Soweit die Bevollmächtigten der Kläger im vorliegenden Verfahren meinen, dass ein fallzahlbezogenes Gesamthonorar zu ermitteln ist, gibt es dafür keine Rechtsgrundlage. Auch die Verwaltungspraxis der Beklagten geht - entgegen der Auffassung der Bevollmächtigten - nicht von einem fallzahlbereinigten Gesamthonorar aus. Aus den von den Bevollmächtigten mit Schriftsatz vom 22. Februar 2000 vorgelegten Berechnungsunterlagen der Beklagten für die Quartale 1/96 und 2/96 sowie den ebenfalls vorgelegten Durchführungsrichtlinien des Vorstand ergibt sich nichts gegenteiliges. Die Patientenzahl bzw. deren Rückgang wird nur im Rahmen der Prüfung der Ziffer 2 b der Anlage 4 zum HVM 96 ermittelt, nämlich bei der Frage, ob der Honorarrückgang auf die Auswirkungen des EBM 96 zurückzuführen ist und nicht auf andere Ursachen, z.B. Rückgang der Patientenzahlen (vgl. dazu Kennziffer 1 und 6 = Buchstabe g und l der Berechnungen; Nr.5 der Durchführungslinien). Das Gesamthonorar des jeweils beantragten Quartals und des Bezugsquartals 1995 wurde aus den Honorarbescheiden (bereinigt um die Nachträge aus den Vorquartalen) sowie den Nachträgen in den Honorarbescheiden der folgenden Quartale übernommen (vgl. dazu Kennziffer 4 = Buchstabe j der Berechnungen; Nr.7 der Durchführungslinien): 1/96 DM 423.359,84, 1/95 DM 553.264,08 (Honorarrückgang 23,48 %); 2/96 DM 360.515,51, 2/95 DM 431.769,51 (Honorarrückgang 16,5 %). Im Gegensatz zum hier streitigen Quartal 3/96 waren demnach in den Quartalen 1/96 und 2/96 die Voraussetzungen der Ziffer 2 a der Anlage 4 zum HVM 96 erfüllt.
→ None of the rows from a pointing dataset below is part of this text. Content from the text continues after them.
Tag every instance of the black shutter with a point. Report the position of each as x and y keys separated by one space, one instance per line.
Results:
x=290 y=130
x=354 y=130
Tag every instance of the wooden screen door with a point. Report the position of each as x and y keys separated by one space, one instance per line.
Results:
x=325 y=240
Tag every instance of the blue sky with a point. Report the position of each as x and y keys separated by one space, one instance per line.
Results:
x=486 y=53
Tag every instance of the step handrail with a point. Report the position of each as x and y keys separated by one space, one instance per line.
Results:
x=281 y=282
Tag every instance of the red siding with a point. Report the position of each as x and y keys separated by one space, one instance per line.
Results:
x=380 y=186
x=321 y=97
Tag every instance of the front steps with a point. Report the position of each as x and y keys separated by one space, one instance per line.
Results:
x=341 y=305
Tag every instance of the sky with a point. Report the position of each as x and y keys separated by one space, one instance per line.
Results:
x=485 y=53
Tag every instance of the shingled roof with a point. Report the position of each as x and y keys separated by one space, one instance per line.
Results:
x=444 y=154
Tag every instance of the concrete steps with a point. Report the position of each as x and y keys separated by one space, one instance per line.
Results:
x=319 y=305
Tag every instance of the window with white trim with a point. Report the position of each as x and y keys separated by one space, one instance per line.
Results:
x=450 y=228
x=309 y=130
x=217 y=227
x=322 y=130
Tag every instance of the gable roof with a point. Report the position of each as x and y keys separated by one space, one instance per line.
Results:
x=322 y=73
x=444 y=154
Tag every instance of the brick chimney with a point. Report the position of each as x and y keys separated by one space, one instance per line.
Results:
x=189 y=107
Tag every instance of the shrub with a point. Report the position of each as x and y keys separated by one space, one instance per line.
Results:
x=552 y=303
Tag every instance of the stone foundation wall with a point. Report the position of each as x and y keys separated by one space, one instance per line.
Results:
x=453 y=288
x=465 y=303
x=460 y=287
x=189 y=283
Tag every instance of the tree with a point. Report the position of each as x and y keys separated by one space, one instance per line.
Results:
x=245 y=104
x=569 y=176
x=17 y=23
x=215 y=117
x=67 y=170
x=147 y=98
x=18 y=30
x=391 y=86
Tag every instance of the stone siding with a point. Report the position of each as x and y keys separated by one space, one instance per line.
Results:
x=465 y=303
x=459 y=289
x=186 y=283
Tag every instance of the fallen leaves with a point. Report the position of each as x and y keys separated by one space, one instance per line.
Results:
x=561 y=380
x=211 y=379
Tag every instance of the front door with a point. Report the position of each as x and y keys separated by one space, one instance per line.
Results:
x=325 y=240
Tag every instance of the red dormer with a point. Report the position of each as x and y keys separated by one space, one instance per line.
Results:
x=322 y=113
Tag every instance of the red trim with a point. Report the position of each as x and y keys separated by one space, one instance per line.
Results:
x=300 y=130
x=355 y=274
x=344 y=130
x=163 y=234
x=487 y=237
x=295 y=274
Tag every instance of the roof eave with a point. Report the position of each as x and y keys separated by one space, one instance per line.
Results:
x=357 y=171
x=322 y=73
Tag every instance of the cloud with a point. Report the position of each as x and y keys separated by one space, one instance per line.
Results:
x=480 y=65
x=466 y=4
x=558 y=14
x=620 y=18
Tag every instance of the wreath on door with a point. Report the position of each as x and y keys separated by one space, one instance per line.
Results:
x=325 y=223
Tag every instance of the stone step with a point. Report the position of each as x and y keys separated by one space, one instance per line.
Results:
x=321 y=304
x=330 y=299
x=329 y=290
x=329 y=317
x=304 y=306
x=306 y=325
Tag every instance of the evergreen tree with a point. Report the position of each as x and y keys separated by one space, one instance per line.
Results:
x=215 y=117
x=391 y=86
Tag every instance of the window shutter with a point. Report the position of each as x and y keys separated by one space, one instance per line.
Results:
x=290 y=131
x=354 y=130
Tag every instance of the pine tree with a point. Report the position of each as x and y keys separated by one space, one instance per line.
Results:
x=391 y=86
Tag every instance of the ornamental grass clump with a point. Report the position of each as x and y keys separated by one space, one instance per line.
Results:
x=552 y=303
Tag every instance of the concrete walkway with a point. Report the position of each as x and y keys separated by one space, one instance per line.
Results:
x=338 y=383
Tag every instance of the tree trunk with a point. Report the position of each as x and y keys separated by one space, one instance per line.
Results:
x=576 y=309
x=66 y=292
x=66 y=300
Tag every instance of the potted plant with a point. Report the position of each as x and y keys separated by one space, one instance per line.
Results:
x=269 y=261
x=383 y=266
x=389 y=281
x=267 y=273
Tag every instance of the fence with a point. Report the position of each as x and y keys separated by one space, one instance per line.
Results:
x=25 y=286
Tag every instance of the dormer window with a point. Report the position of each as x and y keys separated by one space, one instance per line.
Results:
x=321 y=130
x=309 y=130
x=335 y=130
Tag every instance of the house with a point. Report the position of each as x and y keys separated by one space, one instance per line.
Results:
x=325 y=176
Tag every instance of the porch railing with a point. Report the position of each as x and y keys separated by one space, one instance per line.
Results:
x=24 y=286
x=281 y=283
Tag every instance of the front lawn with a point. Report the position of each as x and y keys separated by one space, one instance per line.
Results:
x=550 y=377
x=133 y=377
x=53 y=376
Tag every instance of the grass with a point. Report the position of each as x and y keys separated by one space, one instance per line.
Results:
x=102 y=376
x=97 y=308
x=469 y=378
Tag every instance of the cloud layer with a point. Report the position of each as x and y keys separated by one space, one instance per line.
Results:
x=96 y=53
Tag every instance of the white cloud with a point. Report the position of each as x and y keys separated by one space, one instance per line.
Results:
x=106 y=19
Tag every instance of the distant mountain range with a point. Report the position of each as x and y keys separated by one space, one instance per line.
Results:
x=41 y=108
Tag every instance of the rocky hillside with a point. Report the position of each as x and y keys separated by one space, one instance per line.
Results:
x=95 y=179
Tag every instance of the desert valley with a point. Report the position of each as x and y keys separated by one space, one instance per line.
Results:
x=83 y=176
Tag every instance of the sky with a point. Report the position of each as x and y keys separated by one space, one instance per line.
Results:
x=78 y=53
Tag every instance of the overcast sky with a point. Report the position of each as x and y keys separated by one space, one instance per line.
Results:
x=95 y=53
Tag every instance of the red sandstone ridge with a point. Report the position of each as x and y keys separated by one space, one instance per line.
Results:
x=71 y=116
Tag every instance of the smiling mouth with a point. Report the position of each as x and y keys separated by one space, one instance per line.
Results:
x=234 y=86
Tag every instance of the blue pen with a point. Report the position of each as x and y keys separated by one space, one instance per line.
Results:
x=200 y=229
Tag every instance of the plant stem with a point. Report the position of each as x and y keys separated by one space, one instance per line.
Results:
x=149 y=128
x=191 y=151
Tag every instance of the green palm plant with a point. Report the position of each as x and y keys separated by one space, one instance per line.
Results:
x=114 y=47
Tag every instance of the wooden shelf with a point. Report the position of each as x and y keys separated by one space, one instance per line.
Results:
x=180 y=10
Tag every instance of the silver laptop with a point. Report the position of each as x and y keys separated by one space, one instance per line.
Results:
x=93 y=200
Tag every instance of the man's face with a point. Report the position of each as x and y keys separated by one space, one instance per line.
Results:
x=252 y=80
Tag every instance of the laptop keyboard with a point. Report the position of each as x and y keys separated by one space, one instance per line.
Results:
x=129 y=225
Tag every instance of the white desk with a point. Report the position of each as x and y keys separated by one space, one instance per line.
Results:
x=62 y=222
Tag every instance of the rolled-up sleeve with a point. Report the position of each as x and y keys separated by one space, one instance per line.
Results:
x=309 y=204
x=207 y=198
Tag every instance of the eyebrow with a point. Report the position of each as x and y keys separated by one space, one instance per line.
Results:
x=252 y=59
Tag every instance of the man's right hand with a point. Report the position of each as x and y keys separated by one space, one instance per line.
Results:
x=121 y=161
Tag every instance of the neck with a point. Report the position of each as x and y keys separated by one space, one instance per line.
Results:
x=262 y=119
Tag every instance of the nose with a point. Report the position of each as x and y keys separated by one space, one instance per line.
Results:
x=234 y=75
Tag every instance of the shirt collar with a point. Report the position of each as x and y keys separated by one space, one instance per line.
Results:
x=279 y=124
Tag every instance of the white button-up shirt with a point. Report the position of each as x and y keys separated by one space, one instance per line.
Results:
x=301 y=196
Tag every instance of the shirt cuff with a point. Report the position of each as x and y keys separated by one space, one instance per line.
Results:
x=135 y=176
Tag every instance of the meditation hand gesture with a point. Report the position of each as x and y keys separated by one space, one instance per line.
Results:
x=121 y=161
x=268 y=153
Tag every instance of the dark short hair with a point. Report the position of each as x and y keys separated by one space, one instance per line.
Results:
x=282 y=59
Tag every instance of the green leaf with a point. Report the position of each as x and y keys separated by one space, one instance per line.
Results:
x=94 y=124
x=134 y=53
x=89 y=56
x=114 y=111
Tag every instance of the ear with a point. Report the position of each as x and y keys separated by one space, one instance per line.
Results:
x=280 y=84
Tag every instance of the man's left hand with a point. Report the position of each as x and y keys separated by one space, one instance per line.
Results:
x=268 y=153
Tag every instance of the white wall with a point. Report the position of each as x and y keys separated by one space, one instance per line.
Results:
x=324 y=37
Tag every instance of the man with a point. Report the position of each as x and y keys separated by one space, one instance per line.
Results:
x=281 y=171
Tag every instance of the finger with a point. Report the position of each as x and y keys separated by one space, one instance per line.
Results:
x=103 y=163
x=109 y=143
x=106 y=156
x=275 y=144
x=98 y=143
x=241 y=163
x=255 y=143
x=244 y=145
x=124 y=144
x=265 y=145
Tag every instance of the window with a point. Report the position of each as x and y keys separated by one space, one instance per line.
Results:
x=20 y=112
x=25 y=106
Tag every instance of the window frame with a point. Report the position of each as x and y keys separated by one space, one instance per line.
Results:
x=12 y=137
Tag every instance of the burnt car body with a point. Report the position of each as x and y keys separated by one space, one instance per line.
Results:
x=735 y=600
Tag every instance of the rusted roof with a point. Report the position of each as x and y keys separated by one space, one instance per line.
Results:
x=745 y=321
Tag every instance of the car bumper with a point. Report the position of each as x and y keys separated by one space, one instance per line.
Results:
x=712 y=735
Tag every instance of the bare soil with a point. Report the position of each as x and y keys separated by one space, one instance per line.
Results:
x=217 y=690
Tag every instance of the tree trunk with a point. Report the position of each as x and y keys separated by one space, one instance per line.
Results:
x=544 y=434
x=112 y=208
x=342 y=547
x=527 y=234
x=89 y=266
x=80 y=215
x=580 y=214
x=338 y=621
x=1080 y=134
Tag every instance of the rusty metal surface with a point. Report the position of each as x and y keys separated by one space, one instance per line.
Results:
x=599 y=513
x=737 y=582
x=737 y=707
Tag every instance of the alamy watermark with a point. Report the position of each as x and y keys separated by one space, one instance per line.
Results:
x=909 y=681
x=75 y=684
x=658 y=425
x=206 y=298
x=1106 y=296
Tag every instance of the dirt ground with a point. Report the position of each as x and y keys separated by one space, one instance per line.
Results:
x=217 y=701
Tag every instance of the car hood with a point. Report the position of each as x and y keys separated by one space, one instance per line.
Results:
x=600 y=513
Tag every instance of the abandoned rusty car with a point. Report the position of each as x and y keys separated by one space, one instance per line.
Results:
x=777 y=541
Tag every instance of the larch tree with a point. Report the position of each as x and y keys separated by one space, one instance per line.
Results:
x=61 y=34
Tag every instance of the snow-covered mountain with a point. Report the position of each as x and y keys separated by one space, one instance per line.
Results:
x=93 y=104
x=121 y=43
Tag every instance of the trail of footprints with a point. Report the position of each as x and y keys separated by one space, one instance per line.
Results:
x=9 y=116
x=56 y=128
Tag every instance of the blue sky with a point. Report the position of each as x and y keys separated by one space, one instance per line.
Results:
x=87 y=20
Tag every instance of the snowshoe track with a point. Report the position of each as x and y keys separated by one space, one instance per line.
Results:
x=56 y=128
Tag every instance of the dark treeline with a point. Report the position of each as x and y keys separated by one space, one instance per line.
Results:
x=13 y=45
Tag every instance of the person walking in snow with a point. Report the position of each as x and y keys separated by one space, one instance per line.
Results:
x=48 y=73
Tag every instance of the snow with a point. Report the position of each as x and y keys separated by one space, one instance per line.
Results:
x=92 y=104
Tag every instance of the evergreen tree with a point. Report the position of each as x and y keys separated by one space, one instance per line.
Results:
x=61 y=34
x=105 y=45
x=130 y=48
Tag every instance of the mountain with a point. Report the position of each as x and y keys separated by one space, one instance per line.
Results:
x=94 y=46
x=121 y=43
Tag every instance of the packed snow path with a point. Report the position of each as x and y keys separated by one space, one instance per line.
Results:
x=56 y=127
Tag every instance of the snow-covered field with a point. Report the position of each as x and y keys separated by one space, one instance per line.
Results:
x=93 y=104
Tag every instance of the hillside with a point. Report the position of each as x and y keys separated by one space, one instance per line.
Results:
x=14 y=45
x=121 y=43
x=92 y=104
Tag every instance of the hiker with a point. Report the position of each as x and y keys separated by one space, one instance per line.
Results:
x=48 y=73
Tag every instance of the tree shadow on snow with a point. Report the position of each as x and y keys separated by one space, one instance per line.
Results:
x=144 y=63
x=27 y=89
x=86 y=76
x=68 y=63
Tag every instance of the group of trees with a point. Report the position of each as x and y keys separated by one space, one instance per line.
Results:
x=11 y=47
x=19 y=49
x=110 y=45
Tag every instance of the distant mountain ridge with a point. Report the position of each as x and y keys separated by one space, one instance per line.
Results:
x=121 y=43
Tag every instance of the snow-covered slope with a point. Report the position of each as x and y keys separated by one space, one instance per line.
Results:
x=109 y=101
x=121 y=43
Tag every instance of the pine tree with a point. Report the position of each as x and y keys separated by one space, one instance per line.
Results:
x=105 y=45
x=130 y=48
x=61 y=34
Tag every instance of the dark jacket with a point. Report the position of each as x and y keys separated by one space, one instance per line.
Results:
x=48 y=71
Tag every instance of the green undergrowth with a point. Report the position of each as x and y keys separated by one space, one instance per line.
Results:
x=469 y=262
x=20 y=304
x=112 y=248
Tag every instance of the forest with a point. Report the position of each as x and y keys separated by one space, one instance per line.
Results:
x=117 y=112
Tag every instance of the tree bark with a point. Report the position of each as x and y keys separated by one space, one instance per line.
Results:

Aus diesen Gründen ist die Berufung der Kläger gegen das Urteil des Sozialgerichts München vom 28. April 1999 zurückzuweisen.

Die Kostenentscheidung ergibt sich aus § 193 Abs.1 und Abs.4 Satz 2 SGG in der Fassung des Gesundheitsstrukturgesetzes und beruht auf der Erwägung, dass die Beklagte auch im Berufungverfahren obsiegt hat.

Gründe, die Revision nach § 160 Abs.2 Nrn.1 und 2 SGG zuzulassen, liegen nicht vor.